But at that point Athene, daughter of Zeus, thought otherwise. So indeed she checked the course of the other winds, and bade (them) all cease and lulled (them) to rest. But she roused the swift North Wind and beat down the waves in front of (him), until such time as Zeus-born Odysseus might make contact with the oar-loving Phaeacians and escape from death and the fates.

Ll. 388-450. Odysseus tries to land.

Then, for two nights and two days he was driven around by the solid sea, and often his heart had a premonition of destruction. But, when Dawn, with her fair locks, brought about the third day, then indeed did the wind cease and there was a still calm; then he, with a quick look forward, caught a glimpse of nearby land, as he was lifted up by a great wave. But, even as, when welcome to his children appears the life of a father, who lies in sickness suffering grievous pains, while he wastes away for a long time, and some malignant power assails him, but then, to his joy, the gods release him from his woes, so did the land and the wood seem welcome to Odysseus, and he swam on, eager to set foot on the land. But, when he was as far away as (a man’s voice) carries when he shouts, and he heard the booming sound of the sea upon the rocks – for the great wave thundered against the dry land, belching terribly, and everything was enwrapped in the spray of the sea; for there were no harbours or roadsteads (as) shelters for the ships, but projecting headlands, and reefs and crags – then Odysseus’ knees were loosened and his heart (failed him), and, in his anguish, he spoke thus to his great-hearted spirit: “Ah me, when Zeus has granted (me) to see this unexpected land, and I have cut my way across this deep sea and completed my journey, (but) there appears (to be) no way of escape from out of the grey brine. For offshore (there are) sharp crags, and the waves roar as they dash around (them), and sheer rock runs all around (them), and inshore the sea (is) deep, and there is no place where (a man) can plant both his feet, and (thus) escape ruin. If I should try to land, a huge wave may catch (me), and dash (me) against a stony rock. But, if I should try to swim on further in the hope that I may find some shelving beaches and a shelter from the sea, I fear that (another) squall may snatch me up again, and bear (me), groaning heavily, into the deep sea teeming with fish, or that some demon may let loose against me a great monster from the sea, and many of these does glorious Amphitrite (i.e. a sea-goddess and the consort of Poseidon) breed, for I know that the glorious Earthshaker is consumed with hatred against me.”

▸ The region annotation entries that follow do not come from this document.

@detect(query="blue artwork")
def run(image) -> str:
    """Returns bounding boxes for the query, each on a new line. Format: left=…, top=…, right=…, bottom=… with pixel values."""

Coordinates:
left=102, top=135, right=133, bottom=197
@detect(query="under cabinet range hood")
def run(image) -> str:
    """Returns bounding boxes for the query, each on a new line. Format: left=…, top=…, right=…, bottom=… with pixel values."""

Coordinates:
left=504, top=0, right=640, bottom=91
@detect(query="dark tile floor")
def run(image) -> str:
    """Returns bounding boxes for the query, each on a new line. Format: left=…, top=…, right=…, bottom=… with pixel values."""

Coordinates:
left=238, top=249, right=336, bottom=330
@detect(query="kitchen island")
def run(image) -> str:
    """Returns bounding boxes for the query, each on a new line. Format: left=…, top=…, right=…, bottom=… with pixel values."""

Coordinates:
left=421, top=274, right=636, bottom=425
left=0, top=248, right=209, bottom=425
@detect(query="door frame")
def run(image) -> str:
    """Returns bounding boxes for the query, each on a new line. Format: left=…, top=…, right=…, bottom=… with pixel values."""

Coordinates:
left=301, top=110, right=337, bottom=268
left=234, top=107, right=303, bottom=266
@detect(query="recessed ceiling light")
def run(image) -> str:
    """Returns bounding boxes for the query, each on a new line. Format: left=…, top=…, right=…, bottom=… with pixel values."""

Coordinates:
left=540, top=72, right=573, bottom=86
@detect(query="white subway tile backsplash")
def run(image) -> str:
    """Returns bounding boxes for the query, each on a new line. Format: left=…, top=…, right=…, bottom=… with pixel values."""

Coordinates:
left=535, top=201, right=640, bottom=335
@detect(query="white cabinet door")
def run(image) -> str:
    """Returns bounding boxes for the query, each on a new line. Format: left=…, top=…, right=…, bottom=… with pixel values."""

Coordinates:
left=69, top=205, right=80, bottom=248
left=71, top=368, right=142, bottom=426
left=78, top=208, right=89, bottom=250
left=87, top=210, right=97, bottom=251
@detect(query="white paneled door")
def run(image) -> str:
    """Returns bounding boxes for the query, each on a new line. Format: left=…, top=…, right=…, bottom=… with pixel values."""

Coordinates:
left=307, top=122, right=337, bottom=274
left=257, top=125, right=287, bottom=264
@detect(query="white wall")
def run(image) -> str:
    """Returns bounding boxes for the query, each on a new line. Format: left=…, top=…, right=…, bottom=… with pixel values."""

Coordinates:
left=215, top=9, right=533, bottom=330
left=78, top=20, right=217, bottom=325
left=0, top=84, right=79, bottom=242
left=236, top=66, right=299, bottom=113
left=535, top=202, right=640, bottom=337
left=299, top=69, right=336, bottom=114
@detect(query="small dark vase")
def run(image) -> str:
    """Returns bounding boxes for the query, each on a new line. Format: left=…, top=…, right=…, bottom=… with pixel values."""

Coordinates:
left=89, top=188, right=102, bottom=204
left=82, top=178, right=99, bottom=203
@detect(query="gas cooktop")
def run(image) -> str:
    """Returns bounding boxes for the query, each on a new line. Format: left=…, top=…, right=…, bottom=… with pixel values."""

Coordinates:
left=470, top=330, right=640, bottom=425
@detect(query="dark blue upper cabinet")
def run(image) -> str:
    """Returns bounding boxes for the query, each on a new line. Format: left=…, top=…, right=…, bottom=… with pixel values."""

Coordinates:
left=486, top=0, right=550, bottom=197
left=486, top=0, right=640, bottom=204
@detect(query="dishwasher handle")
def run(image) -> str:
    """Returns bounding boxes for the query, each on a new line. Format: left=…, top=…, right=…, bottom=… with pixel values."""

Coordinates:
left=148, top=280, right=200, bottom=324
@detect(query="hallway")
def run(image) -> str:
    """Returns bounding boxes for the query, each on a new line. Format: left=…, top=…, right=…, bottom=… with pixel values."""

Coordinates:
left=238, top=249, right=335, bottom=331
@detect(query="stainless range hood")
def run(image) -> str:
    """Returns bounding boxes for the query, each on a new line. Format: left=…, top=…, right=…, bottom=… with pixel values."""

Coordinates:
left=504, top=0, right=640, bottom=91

While he pondered this in his mind and heart, so a huge wave drove him towards the jagged headland.There would his skin have been scraped off, at the same time as his bones being broken, if the goddess, the bright-eyed Athene, had not put (an idea) into his mind: on he rushed, and grabbed hold of the rock with both his hands, and he clung to it groaning, while the great wave swept by. Thus, then, did he escape the (wave), but, in its backward flow, it smote him once more with full force, and flung him far out to sea. And, as when many a pebble sticks to the suckers of a squid, as it is dragged from its lair, so the skin from his sturdy hands was torn off against the rocks; and the great wave covered him. Then would the unhappy Odysseus have perished before his time, if bright-eyed Athene had not given (him) prudence. Emerging from the surf, (at the place) where it belched on the shore, he kept swimming along outside (it), looking towards the land (to see) if he might somewhere find some shelving beaches and refuges from the sea. But, when, as he swam, he came to the mouth of a fair-flowing river, which seemed to him (to be) the best place, (as it was) free of rocks, and -, moreover, it was a shelter from the wind, and he recognised (him as a god) as he flowed forth, and prayed to him in his heart: “Hear me. (O) king, whoever you are; I come to you with many prayers, as I try to escape the sea and the abuse of Poseidon. Venerated, even in the (mind of the) immortal gods, is that man who comes (as) a wanderer, even as I now come to your stream and to your knees, after much suffering. Take pity on me, (O) king; for I profess that I am your suppliant.”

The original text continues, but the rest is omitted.